1 Peter 1:18-21 – Forasmuch as ye know that ye were not redeemed with corruptible things, as silver and gold, from your vain conversation received by tradition from your fathers; But with the precious blood of Christ, as of a lamb without blemish and without spot: Who verily was foreordained before the foundation of the world, but was manifest in these last times for you, Who by him do believe in God, that raised him up from the dead, and gave him glory; that your faith and hope might be in God.

Peter’s point in this passage is that we have a debt that we owe to the One who redeemed us not through the world’s corruptible music, not through the world’s riches, but through the blood of Jesus Christ who died on Calvary some 2000 years ago for the entire world! How can we accept God’s incredible gift to man and then turn on backs on everything God asked of us? How dare we think that our earthly lusts and pleasures can be more important than serving the one who sent His Son to die for us. Christians today across the world ought to have more respect for the seriousness of the commands of Almighty God.

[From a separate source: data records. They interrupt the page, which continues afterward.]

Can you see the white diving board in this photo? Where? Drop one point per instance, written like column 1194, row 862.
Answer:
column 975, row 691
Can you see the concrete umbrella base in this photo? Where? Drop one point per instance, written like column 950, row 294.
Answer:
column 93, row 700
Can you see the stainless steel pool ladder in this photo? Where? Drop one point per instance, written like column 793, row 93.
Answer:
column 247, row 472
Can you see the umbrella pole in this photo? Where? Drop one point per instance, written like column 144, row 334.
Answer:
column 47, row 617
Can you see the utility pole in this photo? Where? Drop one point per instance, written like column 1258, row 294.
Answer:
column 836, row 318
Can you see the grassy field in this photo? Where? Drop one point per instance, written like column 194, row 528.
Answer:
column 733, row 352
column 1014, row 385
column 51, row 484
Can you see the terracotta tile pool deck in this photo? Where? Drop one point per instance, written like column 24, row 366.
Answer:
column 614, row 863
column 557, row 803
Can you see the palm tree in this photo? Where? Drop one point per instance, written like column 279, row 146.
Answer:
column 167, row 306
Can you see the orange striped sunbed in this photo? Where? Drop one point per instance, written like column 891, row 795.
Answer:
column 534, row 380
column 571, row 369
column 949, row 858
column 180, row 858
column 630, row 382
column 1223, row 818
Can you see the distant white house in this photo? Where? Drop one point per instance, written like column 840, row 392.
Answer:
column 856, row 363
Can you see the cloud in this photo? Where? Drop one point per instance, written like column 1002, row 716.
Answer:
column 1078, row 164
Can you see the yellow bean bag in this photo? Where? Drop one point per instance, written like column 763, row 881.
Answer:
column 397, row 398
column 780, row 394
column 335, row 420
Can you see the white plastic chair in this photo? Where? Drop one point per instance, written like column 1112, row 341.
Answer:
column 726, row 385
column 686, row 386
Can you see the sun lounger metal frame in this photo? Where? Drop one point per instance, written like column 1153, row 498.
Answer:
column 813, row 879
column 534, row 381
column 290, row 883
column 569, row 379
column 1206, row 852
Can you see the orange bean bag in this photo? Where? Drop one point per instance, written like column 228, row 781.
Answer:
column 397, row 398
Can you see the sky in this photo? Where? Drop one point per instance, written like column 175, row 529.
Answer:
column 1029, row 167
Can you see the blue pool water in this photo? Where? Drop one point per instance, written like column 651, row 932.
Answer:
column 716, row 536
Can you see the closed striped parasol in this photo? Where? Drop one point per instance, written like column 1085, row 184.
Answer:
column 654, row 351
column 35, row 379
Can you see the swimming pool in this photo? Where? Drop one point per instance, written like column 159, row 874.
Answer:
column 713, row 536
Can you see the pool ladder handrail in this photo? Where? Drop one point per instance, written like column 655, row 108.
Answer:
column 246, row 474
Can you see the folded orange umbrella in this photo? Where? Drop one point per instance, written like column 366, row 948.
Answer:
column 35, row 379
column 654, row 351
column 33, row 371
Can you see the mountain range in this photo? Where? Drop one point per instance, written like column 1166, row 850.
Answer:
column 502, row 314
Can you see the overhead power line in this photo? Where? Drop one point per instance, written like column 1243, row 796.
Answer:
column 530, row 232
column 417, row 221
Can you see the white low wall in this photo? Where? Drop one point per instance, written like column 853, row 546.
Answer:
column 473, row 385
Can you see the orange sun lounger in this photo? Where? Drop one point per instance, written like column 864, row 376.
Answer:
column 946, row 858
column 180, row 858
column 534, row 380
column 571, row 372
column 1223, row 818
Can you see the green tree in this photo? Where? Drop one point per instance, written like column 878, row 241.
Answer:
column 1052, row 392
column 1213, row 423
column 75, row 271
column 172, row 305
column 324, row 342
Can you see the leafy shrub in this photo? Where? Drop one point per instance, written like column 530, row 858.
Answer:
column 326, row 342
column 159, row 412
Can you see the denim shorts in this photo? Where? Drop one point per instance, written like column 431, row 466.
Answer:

The writer of the post acknowledges that he is preaching to himself as well as to whoever is out there reading the post; nobody is in any form or fashion a perfect Christian. But it is important to realize that just because you cannot be a perfect Christian, that is not an excuse to completely ignore God’s commands to man given in the Bible. Just because you may face persecution for doing right, know this. When you will stand before God to give an account of your life, you be asked whether you did or didn’t follow God’s commands, and why, if you didn’t follow them. One day, you as a Christian will stand before God face to face and explain your life choices to Him. Do you want to have to say you were scared of the persecution you would face?

1 Peter 2:20 – For what glory is it, if, when ye be buffeted for your faults, ye shall take it patiently? but if, when ye do well, and suffer for it, ye take it patiently, this is acceptable with God.